Excerpts from the book "Past, Present And Future of the City of Allentown" published under the Auspices of the "Board Of Trade" in 1886. The book is housed at 'Columbia University's School of Business NY, NY.
Drawing some parallels from historyIn Chapter 1, on the very first page, I found it interesting to note that in 1886, "All new industries are exempted from taxation for ten years." About all I can say the more things change, the more the stay the same. Today's city planners aren't doing anything more orginal then what Allentown was doing 125 years ago. Not exactly cutting edge is it?
Difference is, Allentown wasn't cutting NIZ checks to them !
Chapter 2 began with addressing urban sprawl. Course they were seeking farms back then rather then McMansions. "Every human tide, since the first human wave, began flowing westward, has followed the course of streams in search of fertile acres."
Originally in 1761 James Allen (son of William Allen) laid out plans for the town, "He laid it out from Fourth to Tenth streets, but concentrated nearly all his architectural efforts around the present Lehigh Street."
Chapter 3 discusses, amongst other things, the naming of the streets. "Hamilton Street was called after Governor Andrew Hamilton whose daughter you will remember, was James Allen's mother."
"The road from Easton to Reading.. Union and Jackson streets"
"The other ran from Bake-Oven Knob out through the present Seventh street past Helfrich's Springs." The rest of the chapter describes the calamities that befell Allentown, devastating fires and floods around 1848. The fires woke Allentown up for a need for a fire department as contributions poured in from as far a way as New Orleans to help Allentown rebuild.
Chapter 4 Begins by talking about Allentown's 'inns" (bars).. "the father crowding in a tavern in every nook and corner where one would fit. Indeed , in the morning of our civic existence tavern-keeping was the chief local industry.... six taverns of the early village with it's 350 inhabitants in 1776..."
The book spoke nothing of 'nuisance bars'. :-)
~~ At this point I'm going to just skip a whole lot ~~.
The first store traded in "miscellaneous wares" in 1794. By trade, I mean "trade". "It wasn't considered the correct thing to pay cash... The transaction usually was a ridged exchange."
The first Mayor of Allentown was elected May 1, 1867, a Republican candidate Samuel McHose.
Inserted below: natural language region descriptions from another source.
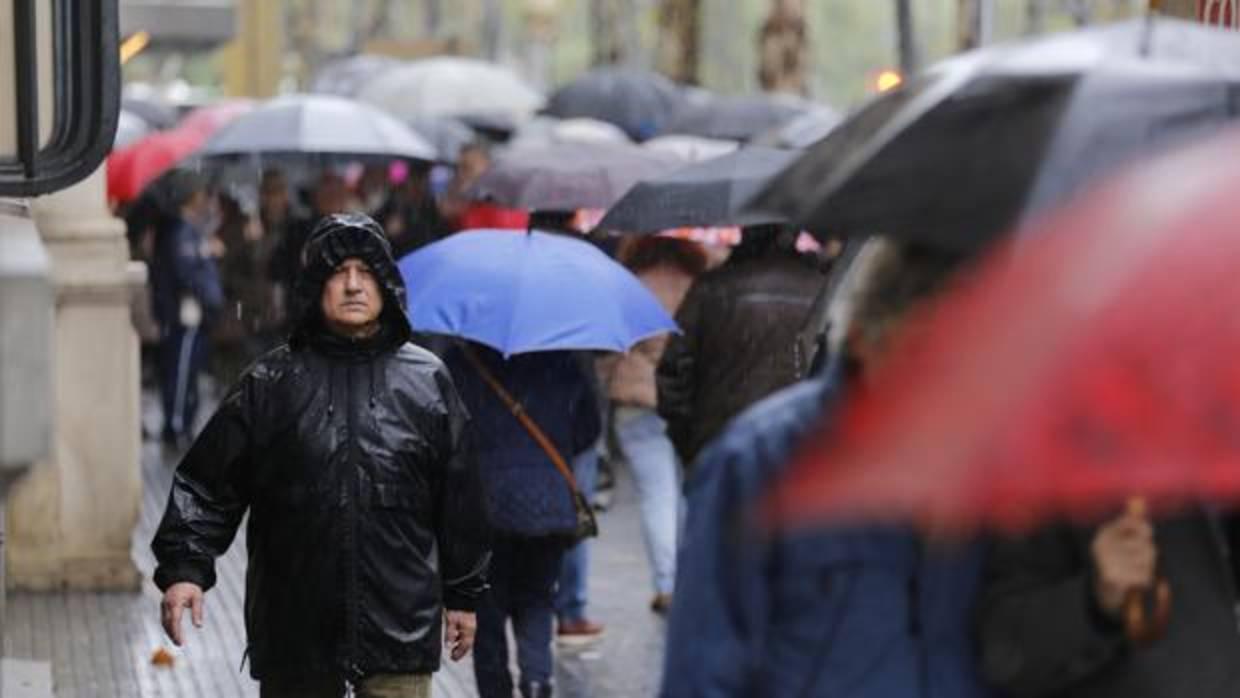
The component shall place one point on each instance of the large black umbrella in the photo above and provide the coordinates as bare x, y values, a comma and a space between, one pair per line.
639, 102
568, 176
735, 118
706, 194
981, 141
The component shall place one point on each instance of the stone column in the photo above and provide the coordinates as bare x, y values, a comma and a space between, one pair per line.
71, 520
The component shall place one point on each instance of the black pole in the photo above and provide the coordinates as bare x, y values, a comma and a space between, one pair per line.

Chapter 6 goes into detail describing each of the first several Mayors.
Chapter 8 goes into length discussing the ethic makeup of Allentown in the 1800's.
"Prior to 1802 we used to be obliged to journey to Bethlehem for our mail." It turns out an enterprising tavern owner saw an opportunity. People would then come to his tavern (bar) to pick up their mail
It can be argued that Allentown's first newspaper was the "Unabhaengiger Republikaner" ("Adjudicator Republican") published July 1810. Chapter 14 details Allentown numerous early press journalists and other papers.
Chapter 16 says The city of Allentown owed on it's debt $385,990.04 on Jan. 1, 1886. In 1886 Lehigh County was 100% debt free. Allentown's tax rates on homes was 6.5 mills. Today Allentown's is 50.38 on the land your house sits on and 10.72 mills on your house.
The richest ward in 1886 was the 5th ward and the poorest was the 8th ward. Kind of like a flip flop over what it is today.
Today's 5th ward is around the 6th street area between Hamilton and Liberty streets. Today's 8th ward is one of the biggest. It's in the area to the West of Mauch Chunk Road to 17th street. Downward past Highland Cemetery to Gordon Street. Then East to 7th Street bordered by Sumner Ave.
Rent was about $7.50 a month for a two story 5 room house. Most residents paid rent no higher then $18 a month.The homes themselves were worth between $2,000 and $4,000.
The Allentown Bank came into existence on August 27, 1855. It had $100,000 of capital on hand. By 1886 it had $500,000 with a contingency fund of $100,000. The 'Lehigh Valley Trust And Safe Deposit Company' opened for business on Sept. 20, 1886. It started out with a capital of $250,000.
It was from that point forward, because of these banks, that Allentown headed into it's glory years of manufacturing. This was a departure from depending entirely on farming and mining up until that time.
Chapter 14 begins the many manufacturing companies that followed after 1855 (establishment of the Allentown Bank) till Chapter 56 (the end of the book ). It extensively names them with a great many details up until 1886 (the date of the book's publication).
(The book itself was published by the "Daily Chronicle And News", 638 Hamilton Street.